– Mas pai, por que você não continuou trabalhando com arte em vez de entrar no mundo dos negócios? … Ainda dá tempo de voltar atrás.
– Não dá mais para voltar atrás!! Estamos em uma jornada… a vida é uma viagem daqui até lá.
– … E onde fica esse lá, papai?
– Lá é onde estoura o trovão… Longe daqui!
O diálogo entre o jovem Willie e seu pai Sam ilustra com perfeição o eixo principal de Ao coração da tempestade, HQ de Will Eisner que chega agora no Brasil pela Quadrinhos na Companhia. Lançada originalmente em 1991, a obra tem forte tom autobiográfico e mostra as lembranças de um jovem artista quando segue em um trem em direção a Segunda Guerra.A imagem do trem seguindo em frente e Willie vendo seu passado através da janela remete ao diálogo citado, mostrando a vida como uma viagem. Alguns detalhes nas ilustrações ajudam o leitor a situar-se quanto ao tempo, quando certos acontecimentos aconteceram, mas a revisão do passado de Willie não chega exatamente a ser linear: confunde-se com memórias dos pais contando sobre suas vidas antes de casados, por exemplo.

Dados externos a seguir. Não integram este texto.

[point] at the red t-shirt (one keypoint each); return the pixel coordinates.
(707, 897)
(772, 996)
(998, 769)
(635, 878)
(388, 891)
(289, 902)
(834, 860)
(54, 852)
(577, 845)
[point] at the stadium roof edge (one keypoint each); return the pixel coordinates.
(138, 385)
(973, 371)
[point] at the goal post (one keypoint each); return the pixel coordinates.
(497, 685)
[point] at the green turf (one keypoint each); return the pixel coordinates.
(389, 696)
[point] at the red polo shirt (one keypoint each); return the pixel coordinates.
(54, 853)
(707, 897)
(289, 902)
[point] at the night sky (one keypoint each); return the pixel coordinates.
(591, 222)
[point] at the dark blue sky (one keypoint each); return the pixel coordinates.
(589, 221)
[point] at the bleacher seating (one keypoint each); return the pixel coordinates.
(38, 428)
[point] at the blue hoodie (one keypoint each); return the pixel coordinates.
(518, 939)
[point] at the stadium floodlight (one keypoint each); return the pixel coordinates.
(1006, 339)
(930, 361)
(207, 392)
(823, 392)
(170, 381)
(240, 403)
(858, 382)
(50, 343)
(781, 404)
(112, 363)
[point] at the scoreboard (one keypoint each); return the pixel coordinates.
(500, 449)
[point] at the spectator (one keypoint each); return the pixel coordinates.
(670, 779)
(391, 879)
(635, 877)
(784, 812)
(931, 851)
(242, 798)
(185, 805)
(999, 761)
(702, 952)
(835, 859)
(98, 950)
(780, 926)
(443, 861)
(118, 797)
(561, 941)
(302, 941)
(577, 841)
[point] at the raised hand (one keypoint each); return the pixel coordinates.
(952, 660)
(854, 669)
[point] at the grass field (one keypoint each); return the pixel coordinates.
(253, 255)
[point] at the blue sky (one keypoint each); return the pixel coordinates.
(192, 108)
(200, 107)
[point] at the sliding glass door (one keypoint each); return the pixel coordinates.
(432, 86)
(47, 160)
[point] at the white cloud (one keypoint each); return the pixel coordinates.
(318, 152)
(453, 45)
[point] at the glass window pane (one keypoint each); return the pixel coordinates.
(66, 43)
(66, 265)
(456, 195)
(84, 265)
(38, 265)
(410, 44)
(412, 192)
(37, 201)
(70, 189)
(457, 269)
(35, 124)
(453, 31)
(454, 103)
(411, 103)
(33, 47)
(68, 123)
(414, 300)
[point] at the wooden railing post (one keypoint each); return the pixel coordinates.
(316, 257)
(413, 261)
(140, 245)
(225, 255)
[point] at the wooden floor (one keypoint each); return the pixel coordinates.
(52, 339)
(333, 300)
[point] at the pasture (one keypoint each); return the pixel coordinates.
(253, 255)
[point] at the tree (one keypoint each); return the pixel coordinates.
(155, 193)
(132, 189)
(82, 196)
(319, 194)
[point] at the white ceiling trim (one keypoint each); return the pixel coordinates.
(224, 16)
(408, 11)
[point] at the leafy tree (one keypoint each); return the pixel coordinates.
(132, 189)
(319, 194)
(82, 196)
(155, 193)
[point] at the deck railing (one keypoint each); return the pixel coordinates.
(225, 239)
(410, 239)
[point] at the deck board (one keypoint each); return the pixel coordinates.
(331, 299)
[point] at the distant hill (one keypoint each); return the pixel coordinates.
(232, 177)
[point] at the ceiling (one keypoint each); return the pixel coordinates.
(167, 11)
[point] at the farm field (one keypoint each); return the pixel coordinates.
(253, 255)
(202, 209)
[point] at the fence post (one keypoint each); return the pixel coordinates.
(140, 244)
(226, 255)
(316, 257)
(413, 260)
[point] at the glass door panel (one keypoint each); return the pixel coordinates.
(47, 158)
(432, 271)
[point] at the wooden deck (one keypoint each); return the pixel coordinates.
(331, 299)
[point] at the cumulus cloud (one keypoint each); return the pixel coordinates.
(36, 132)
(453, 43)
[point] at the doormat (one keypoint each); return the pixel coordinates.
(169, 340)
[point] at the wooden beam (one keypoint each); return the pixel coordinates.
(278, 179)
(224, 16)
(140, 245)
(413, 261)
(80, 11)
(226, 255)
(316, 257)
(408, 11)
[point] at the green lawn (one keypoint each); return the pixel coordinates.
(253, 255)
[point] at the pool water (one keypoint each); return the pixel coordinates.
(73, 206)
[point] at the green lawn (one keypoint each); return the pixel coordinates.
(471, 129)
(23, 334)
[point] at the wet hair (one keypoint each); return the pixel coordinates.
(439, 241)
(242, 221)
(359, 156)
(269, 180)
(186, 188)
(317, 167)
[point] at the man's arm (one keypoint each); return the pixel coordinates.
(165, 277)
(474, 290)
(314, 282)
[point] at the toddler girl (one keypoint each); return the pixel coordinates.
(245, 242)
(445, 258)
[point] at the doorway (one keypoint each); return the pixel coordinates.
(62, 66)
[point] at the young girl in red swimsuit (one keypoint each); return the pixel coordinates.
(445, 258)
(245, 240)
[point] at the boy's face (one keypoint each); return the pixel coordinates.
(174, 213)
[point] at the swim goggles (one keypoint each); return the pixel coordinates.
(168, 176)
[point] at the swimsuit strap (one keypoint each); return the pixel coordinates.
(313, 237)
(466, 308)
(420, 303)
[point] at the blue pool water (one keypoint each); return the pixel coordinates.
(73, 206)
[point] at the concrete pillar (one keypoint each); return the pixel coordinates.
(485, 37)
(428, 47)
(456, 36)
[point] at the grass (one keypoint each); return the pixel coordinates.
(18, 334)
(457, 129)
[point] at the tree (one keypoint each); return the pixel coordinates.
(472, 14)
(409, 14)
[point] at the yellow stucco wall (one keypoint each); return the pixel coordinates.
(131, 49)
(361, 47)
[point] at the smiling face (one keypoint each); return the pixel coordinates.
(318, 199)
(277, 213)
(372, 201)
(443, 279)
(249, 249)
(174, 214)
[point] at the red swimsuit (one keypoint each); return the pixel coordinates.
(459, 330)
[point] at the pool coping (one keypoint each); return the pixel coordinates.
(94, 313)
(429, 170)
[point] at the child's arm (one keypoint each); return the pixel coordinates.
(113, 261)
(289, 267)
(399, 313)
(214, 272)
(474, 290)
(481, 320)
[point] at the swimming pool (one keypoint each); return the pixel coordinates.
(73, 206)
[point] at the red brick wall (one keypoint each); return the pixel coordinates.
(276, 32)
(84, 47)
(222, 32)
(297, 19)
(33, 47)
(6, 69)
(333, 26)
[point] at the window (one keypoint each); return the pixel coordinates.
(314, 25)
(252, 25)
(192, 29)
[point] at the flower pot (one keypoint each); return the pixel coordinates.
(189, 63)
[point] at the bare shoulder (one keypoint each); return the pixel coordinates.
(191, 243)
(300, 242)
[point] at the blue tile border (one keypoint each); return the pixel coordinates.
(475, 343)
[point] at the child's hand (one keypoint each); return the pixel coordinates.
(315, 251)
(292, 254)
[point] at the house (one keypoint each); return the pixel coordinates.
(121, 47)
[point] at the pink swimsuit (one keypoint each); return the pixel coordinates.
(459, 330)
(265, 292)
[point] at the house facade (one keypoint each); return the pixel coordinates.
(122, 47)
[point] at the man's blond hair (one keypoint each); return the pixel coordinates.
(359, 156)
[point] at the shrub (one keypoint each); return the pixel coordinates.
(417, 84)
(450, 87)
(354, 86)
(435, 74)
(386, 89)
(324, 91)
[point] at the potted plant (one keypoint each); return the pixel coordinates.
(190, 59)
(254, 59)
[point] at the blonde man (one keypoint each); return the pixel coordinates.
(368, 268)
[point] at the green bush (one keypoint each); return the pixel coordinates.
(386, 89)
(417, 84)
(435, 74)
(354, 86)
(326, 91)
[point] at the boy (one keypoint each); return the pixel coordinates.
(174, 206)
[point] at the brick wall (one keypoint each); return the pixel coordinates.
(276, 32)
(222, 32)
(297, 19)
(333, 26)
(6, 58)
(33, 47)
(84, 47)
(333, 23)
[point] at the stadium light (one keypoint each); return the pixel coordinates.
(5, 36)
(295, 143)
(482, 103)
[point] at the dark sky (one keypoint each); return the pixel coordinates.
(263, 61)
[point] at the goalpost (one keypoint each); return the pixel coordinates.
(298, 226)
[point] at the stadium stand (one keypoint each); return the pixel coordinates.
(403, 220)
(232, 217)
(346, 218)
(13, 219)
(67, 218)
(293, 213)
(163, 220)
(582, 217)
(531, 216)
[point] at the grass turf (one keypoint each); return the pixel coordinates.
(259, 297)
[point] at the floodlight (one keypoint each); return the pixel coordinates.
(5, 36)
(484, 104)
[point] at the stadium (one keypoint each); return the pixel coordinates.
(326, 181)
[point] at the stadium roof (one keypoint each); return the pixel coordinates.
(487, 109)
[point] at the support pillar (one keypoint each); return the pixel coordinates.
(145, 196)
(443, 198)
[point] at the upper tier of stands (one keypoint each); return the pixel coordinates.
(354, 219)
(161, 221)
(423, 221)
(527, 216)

É no relato dos pais que vemos um tema recorrente no trabalho de Eisner (como pode ser conferido em Avenida Dropsie): a construção dos Estados Unidos pelos imigrantes. O sentimento de ser daquele lugar, mas não ser reconhecido como parte dele por outros grupos. Aqui essa questão é ainda mais gritante, porque ele segue “ao coração da tempestade” para defender esse país que em determinados momentos não vê um judeu como parte do todo.
As personagens são extremamente cativantes porque são, antes de tudo, simples. Não querem mais do que serem aceitos e viver bem (e quem não quer?). Eu diria que talvez a mãe de Willie tenda um pouco para o esteriótipo de “mãe judia”, mas o pai principalmente é encantador, com aquela postura meio sonhadora de quem não se deixa perturbar pelas dificuldades.
A arte de Eisner em Ao coração da tempestade também merece destaque. Em alguns momentos há uma sequência sem qualquer fala das personagens, mas pelo traçado das expressões você consegue captar bem mais do que palavras conseguiriam dizer. E ele repete esse efeito várias vezes ao longo da história, sempre causando essa mesma sensação.
É sem dúvida uma grande graphic novel. Um daqueles trabalhos que mostram a vida como o que é: multifacetada, com momentos crus e de raiva com outros delicados e marcados pela felicidade. E justamente por fazer isso de forma tão simples e clara, Eisner conquista já nos primeiros quadrinhos, fazendo com que você só largue Ao coração da tempestade quando Willie chega ao final da jornada.